Rehabilitation options

The results of physical therapy are optimized by a competent therapist, familiar with the procedure and the usual expectations, and a compliant patient, who is responsible to do home exercises and is motivated to improve. Surgeon has a standard “protocol” that they give to a physical therapist to let them know how to rehabilitate the shoulder. It is important for a patient to find a therapist with flexible hours and in a convenient location because the therapy will become part of a routine for 3 to 4 months. The surgeon can recommend a therapist or therapy group with whom he or she is used to working and who is familiar with the procedure. Therapy is generally done on an outpatient basis, with 2 or 3 visits per week so that the therapist can check the progress and review or modify the program as needed to suit the individual.

Usual response

Patients are almost always satisfied with the range of motion, comfort and function that they achieve as the rehabilitation program progresses. The sense of pain with overhead motions is usually present for several weeks following the surgery and is normal in the course of healing. Occasionally, persons will have slight decreases in their overall overhead mobility. These minimal decreases usually do not affect the ability to perform overhead activities or prohibit a return to athletics at the same or a higher level.

If the exercises remain or become painful, difficult, or uncomfortable, the patient should contact the therapist and surgeon promptly.

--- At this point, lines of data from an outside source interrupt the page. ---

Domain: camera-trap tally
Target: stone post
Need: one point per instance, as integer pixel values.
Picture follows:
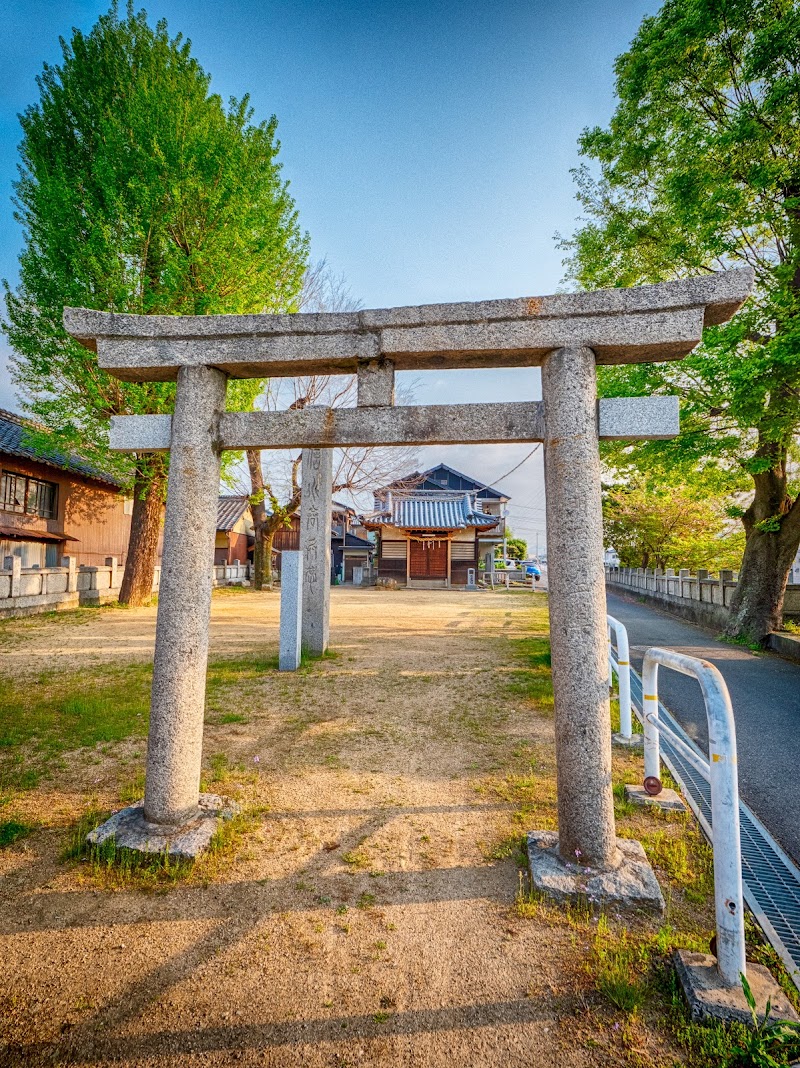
(315, 523)
(16, 576)
(578, 628)
(113, 579)
(175, 740)
(72, 574)
(288, 658)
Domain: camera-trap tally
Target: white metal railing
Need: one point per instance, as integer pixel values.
(720, 770)
(621, 664)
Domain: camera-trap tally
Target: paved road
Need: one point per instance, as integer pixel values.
(765, 692)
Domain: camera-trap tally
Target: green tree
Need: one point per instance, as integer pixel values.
(700, 170)
(657, 525)
(139, 191)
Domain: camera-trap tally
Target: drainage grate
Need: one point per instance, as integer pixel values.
(771, 881)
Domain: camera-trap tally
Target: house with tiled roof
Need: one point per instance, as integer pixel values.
(235, 538)
(435, 525)
(53, 504)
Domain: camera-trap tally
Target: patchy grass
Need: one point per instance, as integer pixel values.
(533, 681)
(109, 867)
(13, 830)
(45, 718)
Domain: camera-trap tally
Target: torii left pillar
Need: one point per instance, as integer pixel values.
(174, 815)
(316, 470)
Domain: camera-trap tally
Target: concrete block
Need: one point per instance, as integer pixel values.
(291, 630)
(631, 418)
(130, 830)
(629, 884)
(668, 800)
(709, 1000)
(636, 741)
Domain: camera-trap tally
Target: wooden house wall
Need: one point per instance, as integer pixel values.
(87, 511)
(393, 556)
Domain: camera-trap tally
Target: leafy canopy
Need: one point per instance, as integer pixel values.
(700, 170)
(139, 191)
(651, 525)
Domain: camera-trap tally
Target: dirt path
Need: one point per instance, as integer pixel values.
(367, 917)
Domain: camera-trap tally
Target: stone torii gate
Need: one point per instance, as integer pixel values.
(565, 334)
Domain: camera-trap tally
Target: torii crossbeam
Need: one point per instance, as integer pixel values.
(567, 335)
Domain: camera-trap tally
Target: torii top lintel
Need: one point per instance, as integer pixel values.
(638, 325)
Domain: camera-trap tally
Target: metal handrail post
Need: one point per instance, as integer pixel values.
(649, 716)
(623, 674)
(723, 779)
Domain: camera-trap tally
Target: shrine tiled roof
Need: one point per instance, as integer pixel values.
(230, 509)
(430, 512)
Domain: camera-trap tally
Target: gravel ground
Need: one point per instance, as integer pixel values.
(366, 919)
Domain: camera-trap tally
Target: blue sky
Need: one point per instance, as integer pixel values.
(428, 147)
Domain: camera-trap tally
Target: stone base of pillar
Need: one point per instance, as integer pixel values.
(631, 884)
(668, 800)
(636, 741)
(709, 1000)
(130, 830)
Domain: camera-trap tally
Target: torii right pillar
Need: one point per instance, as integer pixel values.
(585, 860)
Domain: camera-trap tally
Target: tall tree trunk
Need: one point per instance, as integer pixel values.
(268, 538)
(772, 524)
(259, 512)
(145, 527)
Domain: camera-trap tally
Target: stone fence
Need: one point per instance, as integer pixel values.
(701, 597)
(26, 591)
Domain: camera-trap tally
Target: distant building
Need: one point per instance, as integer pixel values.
(434, 525)
(235, 538)
(53, 505)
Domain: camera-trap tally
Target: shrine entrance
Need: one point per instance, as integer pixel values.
(428, 556)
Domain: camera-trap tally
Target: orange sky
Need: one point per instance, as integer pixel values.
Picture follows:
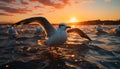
(57, 11)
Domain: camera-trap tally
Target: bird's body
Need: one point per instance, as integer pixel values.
(59, 37)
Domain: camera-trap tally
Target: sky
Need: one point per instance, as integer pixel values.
(59, 11)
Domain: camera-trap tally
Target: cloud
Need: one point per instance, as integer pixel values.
(107, 0)
(26, 6)
(6, 14)
(14, 10)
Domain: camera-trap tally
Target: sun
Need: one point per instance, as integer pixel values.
(73, 19)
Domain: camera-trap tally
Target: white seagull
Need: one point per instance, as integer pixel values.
(55, 36)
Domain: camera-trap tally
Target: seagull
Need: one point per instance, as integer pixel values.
(55, 36)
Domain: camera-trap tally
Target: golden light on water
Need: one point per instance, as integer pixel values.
(73, 19)
(73, 26)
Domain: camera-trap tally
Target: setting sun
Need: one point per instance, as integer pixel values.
(73, 19)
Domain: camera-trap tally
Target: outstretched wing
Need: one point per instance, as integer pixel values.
(43, 21)
(80, 32)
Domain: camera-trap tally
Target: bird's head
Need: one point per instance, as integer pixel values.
(63, 26)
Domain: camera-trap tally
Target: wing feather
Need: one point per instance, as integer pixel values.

Duration of rehabilitation

Every patient is slightly different. Once the range of motion is acceptable and the strength has returned, the exercise program can be cut back to a minimal level. Patients who have special needs, such as overhead athletes, swimmers, overhead laborers, and throwers may require sports-specific training with a therapist or athletic trainer.

Returning to ordinary daily activities

In general , patients are able to perform gentle activities of daily living with the operated arm at the side starting 3 to 6 weeks after surgery. Most persons who work at a desk job can return to work during this time. The patient is strongly encouraged to continue wearing the sling at all times for the first 3 to 4 weeks to remind themselves (and others) that the shoulder is injured and healing, and to limit overhead activities.

Driving should wait until the patient can perform the necessary functions comfortably and confidently, and the pain in the shoulder is at a minimum and pain medications are not required. A good question to ask a patient is “Would you want you driving if your 4-year old child was in the car or playing in the street?”

With the consent of their surgeon, a patient may return to activities such as swimming, golf and tennis between 4 and 6 months following the procedure. More extreme sports (wrestling, pitching, rock climbing, etc) should only be undertaken when the shoulder is extremely comfortable, and the strength is within 90% of the opposite side.

Patient limitations till strength is regained

Patients must avoid impact activities (chopping wood, contact sports, sports with risk of falls) and heavy lifting (overhead labor, lifting heavy weights) until after the strength has returned to normal.